Household sources of income and annual income
The respondents were asked to indicate their sources of income and their annual income estimates. In Ghana, just like many other countries, the main source of income for many people is often from their main occupation. The sources of income had the following categories: farming, pension, remittances, government, self-job and others. Out of the respondents, 99% responded to this question.
The field data indicates that respondents who get their sources of income from government constituted 43%, those from self-job (private jobs) constituted 42%, with 7% from pension sources, 1% from farming, 1% from remittances and 5% from other sources.

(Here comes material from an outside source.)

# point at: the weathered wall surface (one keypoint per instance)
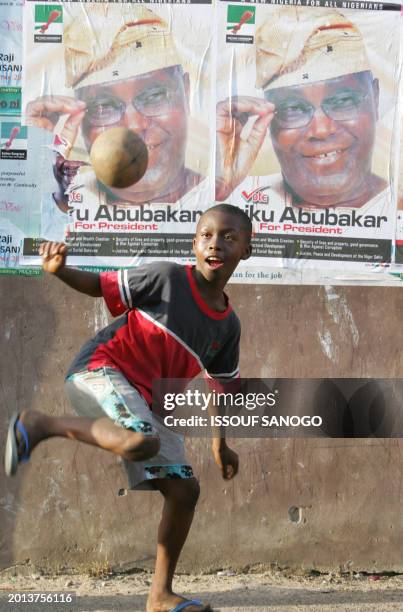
(63, 508)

Furthermore, the respondents were made to state their annual range of income. The Ghanaian cedi was used to measure the income of the heads of households. The currency is, however, weak against the US dollar, with one US dollar equivalent to about 3.95 Ghanaian cedis. The field data shows the annual income of the interviewed respondents. The Ghanaian currency symbol (GHS) is used. Of the respondents, 30% earn less than GHS2,500, 28% earn GHS2,501-3,500, 5% earn GHS3,501-4,500, 3% earn GHS4,501-5,500 and 34% did not respond to the question.
The response indicates that majority of the respondents earns GHS3,5OO or less annually, which is equivalent to US$886.07.
Internationally, the World Bank considers a person living below US$1.9 per day (approximately US$693.5 per annum as poor, since they are living below the poverty line. Such poverty translates into high cost of living or unaffordability of certain basic needs such as food, transport, clothing, education and healthcare. With low unemployment levels, a poor standard of living could be explained by low-income earning from their various jobs.